Spray Coating To Shield Surfaces From Viruses, Bacteria

A newly-developed sprayable coating may prevent the spread of COVID-19 and other viruses, according to researchers in Australia.

The first-of-its-kind spray has two-fold properties that not only repel viruses and bacteria through an air-filled barrier but also kill pathogens through microscopic materials if the layer of coating is damaged or submerged even for extended periods.

The spray is formulated from plastics as strong as bullet-proof glass.
It is described in the paper titled “Shielding Surfaces from Viruses and Bacteria with a Multiscale Coating” that appears in the journal Advanced Science.

Standard disinfectants are becoming less and less effective and require reapplication.

The new coating is the only permanent surface layer that has proven to protect surfaces from contamination by viruses, say the co-authors of the paper.

They claim it is safer than alternatives to disinfectant, has no harmful side effects, and is more stable in its potency than silver nanoparticles, which are the next most promising non-disinfectant anti-bacterial agent.

According to the authors, the innovative coating could be used on surfaces such as stair rails, elevator controls, and other surfaces in settings such as hospitals, nursing facilities, schools, and restaurants to prevent the spread of disease-causing pathogens.

Co-authors Antonio Tricoli and David Nisbet of the University of Sydney affirmed that contact with surfaces bearing viruses and bacteria is a leading cause of infection, and contributes to the evolution of antibiotic-resistant bacteria.

“Without a barrier, viruses such as coronaviruses can stay on surfaces and remain infectious for up to a week. Other viruses such as reoviruses, which can cause colds or diarrhea, for instance, can remain on surfaces for several weeks, causing large outbreaks in health and aged care facilities,” Tricoli said.

“Like a lotus leaf, the surface spray creates a coating that repels water. Because the pathogens like to be in water, they remain trapped in the droplets and the surface is protected from contamination.

“If this mechanism fails, a secondary burst of ions is triggered by carefully designed nanomaterials dispersed in the coating,” Tricoli said.

Developed over the course of five years, the coating’s mechanical stability and surface energy were tested by the researchers. They also tested its ability to resist contamination from bacteria and viruses.

The samples were also submerged for extended periods of time and the sprayed surfaces were deliberately damaged to test the spray’s resilience against their contamination.

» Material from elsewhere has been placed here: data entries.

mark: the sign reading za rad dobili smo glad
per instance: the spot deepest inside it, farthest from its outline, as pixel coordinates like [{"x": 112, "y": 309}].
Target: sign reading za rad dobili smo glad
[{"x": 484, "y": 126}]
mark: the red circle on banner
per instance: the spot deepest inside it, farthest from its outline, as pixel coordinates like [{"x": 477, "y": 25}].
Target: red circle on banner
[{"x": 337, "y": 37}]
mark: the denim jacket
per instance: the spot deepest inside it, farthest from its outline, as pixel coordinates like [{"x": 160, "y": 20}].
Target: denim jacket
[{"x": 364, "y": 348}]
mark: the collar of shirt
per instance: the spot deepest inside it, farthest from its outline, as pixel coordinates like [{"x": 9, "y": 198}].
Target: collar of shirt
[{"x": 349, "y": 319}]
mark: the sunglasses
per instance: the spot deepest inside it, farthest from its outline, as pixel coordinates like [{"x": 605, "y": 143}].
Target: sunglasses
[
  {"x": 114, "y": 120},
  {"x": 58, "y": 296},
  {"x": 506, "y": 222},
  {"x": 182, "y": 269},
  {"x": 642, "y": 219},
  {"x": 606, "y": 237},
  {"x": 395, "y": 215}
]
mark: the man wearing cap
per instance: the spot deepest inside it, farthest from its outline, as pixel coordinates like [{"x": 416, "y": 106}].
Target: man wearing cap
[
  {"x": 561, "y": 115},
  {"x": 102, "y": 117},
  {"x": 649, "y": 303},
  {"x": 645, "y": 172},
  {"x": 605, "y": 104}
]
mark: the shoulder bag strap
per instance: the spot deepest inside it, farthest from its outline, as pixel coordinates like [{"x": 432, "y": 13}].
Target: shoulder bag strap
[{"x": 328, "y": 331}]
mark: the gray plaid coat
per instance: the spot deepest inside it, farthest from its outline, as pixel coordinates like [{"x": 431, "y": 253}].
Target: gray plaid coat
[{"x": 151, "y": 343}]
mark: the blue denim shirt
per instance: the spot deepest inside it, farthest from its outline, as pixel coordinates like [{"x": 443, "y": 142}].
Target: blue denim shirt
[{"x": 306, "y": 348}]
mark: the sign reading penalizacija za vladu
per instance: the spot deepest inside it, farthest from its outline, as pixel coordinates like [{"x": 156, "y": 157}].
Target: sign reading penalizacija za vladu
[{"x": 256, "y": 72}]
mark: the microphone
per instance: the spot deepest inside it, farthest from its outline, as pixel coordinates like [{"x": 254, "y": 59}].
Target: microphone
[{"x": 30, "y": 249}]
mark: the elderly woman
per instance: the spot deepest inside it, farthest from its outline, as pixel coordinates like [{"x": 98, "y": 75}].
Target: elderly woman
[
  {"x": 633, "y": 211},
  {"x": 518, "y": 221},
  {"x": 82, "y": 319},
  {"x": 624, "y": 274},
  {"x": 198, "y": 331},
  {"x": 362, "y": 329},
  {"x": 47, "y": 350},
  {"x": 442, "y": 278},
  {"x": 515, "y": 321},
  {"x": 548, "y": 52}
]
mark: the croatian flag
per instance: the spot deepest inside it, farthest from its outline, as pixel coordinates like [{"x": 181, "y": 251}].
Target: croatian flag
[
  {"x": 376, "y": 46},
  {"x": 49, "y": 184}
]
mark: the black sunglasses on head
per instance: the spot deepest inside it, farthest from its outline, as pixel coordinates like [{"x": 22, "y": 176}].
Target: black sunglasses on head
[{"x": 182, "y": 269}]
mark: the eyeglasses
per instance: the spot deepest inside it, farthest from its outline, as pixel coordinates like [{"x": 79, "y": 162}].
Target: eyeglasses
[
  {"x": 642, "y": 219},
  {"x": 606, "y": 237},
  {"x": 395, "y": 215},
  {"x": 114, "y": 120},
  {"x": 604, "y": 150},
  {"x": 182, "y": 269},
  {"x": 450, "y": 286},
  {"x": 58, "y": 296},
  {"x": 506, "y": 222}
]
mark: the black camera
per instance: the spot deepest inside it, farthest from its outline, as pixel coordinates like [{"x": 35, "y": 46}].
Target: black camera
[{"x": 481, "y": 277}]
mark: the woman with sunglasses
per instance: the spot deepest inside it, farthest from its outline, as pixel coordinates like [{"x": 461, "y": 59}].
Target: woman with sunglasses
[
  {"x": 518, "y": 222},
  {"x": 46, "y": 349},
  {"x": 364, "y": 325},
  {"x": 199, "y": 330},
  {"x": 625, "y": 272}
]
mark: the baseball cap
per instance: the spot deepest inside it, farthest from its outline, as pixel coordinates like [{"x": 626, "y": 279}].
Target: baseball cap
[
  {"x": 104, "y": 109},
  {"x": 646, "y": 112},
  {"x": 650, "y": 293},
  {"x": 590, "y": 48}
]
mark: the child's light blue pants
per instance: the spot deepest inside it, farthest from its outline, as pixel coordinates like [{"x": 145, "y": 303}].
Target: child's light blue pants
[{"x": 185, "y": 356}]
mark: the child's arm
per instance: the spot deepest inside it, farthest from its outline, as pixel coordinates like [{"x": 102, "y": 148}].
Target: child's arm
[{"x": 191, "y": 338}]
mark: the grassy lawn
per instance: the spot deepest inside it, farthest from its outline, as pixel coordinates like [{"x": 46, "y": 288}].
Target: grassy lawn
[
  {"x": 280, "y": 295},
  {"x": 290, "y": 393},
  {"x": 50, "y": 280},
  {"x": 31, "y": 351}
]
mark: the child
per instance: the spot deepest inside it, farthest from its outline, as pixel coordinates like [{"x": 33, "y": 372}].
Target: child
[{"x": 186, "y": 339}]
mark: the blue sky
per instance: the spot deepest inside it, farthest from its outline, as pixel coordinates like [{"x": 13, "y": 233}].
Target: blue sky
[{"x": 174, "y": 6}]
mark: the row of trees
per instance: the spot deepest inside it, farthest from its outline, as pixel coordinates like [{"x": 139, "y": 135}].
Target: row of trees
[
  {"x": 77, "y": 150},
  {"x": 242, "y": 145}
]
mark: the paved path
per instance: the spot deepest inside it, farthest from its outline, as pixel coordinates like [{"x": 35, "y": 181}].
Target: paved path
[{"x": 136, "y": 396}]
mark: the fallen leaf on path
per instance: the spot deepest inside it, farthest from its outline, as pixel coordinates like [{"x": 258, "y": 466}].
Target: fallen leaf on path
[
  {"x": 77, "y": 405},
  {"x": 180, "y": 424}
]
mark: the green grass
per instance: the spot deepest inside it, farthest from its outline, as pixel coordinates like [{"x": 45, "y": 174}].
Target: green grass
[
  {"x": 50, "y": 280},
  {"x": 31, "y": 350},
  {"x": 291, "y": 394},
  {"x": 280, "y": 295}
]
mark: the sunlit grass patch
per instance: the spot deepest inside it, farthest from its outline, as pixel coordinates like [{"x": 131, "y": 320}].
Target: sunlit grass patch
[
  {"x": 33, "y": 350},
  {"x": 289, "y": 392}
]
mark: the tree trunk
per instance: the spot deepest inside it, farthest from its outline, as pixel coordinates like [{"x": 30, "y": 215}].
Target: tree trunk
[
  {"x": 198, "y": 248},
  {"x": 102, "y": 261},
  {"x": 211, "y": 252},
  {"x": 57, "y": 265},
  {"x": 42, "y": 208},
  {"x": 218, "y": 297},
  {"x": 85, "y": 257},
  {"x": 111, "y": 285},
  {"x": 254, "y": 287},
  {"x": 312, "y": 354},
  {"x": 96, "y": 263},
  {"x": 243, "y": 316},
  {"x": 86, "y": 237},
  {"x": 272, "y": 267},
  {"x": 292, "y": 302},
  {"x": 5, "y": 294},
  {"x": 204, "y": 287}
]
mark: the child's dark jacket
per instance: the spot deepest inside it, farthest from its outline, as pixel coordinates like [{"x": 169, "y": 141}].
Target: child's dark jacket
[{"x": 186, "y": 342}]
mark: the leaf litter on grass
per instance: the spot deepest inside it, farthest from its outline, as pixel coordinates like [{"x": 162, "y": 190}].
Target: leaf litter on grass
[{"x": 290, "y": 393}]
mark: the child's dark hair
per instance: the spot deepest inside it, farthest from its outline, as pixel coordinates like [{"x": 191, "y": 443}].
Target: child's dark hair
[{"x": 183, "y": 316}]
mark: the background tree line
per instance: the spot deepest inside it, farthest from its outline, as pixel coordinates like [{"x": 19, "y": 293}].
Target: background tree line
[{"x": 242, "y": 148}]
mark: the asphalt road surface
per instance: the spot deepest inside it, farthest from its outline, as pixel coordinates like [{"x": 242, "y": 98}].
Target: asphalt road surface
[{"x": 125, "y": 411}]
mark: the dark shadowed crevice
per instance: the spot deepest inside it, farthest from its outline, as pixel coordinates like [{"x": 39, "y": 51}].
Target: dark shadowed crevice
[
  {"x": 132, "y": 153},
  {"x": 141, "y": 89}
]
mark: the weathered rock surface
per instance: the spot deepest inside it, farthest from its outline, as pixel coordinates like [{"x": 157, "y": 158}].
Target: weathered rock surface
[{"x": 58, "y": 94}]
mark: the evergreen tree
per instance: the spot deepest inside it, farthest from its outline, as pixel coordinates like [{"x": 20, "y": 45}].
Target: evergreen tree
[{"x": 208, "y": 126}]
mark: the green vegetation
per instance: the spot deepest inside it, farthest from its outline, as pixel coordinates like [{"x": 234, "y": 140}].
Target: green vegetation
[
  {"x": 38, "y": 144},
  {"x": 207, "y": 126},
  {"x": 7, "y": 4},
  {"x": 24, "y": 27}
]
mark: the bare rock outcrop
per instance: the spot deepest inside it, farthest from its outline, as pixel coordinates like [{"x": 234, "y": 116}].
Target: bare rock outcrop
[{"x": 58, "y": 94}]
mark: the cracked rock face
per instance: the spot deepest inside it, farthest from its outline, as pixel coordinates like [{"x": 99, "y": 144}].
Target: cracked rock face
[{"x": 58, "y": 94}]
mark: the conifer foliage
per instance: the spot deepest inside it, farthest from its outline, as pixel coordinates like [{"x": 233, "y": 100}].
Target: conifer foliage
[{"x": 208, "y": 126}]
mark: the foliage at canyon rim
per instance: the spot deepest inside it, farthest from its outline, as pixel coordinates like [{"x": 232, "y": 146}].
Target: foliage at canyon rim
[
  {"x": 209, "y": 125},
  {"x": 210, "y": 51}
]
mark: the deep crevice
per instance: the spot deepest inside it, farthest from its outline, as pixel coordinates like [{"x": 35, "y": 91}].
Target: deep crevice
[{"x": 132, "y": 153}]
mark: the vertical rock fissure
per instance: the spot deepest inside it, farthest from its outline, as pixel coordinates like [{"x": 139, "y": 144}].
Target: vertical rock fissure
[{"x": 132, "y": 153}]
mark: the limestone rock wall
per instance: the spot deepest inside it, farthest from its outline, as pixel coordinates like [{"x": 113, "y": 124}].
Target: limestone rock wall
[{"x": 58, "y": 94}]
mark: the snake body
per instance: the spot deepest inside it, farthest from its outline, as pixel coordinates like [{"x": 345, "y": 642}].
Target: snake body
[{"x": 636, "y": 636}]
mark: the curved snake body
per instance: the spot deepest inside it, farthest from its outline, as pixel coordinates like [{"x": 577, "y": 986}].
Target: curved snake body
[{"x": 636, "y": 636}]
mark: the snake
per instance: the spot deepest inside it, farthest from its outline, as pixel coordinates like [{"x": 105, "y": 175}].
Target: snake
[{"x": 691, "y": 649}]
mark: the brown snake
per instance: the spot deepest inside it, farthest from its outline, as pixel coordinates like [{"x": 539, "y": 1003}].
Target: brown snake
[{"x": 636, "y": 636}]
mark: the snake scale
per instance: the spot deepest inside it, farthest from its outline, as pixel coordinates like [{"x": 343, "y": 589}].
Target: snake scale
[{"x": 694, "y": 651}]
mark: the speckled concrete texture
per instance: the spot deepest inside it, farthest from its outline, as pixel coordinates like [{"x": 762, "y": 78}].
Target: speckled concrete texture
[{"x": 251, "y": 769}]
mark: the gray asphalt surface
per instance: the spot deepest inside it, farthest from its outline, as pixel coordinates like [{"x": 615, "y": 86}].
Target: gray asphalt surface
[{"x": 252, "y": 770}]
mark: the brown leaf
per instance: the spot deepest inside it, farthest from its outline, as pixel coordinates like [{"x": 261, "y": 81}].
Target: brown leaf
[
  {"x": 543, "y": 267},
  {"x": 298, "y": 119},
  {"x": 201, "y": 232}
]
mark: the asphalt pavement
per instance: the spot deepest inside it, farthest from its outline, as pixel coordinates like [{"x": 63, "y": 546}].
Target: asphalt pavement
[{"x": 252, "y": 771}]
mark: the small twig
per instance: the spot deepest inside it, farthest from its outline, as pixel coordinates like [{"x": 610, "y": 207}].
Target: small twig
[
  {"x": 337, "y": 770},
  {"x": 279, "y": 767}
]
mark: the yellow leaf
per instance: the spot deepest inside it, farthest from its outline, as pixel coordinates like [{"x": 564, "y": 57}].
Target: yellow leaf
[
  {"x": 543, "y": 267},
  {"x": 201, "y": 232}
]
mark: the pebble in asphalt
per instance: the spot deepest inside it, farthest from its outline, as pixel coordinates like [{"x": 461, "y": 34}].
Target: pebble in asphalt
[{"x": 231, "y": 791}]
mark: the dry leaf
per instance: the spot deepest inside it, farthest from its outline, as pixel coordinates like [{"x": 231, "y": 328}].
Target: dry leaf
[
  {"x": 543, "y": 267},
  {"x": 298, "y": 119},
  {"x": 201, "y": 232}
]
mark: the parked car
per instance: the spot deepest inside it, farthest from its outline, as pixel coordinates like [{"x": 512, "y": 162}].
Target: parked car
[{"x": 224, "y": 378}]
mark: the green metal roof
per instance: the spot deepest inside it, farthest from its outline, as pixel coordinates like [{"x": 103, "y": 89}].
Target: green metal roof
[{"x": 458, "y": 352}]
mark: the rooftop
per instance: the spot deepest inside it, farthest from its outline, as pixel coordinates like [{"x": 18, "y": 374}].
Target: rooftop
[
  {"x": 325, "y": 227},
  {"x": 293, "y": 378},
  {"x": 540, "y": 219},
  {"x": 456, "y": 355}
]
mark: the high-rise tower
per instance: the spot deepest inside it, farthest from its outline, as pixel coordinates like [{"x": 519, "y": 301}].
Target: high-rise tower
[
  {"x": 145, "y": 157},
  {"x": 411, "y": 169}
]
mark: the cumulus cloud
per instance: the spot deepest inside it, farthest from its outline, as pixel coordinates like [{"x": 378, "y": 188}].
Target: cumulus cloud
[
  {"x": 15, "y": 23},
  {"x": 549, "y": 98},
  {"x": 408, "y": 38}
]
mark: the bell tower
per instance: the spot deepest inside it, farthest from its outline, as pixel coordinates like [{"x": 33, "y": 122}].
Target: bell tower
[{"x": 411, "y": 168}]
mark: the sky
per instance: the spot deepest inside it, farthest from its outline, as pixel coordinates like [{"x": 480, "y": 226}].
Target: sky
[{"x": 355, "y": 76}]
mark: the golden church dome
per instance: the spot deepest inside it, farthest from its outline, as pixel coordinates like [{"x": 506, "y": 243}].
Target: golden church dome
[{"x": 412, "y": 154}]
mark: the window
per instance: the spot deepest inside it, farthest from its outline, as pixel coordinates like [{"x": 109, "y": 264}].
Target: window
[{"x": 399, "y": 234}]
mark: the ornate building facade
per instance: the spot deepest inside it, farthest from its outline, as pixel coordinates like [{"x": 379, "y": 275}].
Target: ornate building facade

“We have identified the mechanical processes underpinning how the spray works and quantified its effectiveness in different environments,” Nisbet said.

“For this study, we tested metal surfaces. However, in the past we have shown the spray can be applied to any surface, for example, blotting paper, plastic, bricks, tiles, glass and metal.

“Our coating successfully prevented up to 99.85 percent and 99.94 percent of the bacteria strain growth. We also saw an 11-fold reduction in virus contamination.”

The spray is applied like spray paint, albeit in smaller quantities.

“The coating has been engineered through a simple and scalable technique with a careful choice of materials to provide ultra-durability.

“We also believe our explanation of the mechanism behind the antimicrobial and antiviral effects could significantly advance research in antipathogen technologies that could see affordable manufacture of an effective surface spray to protect people from viruses and bacteria,” Nisbet said.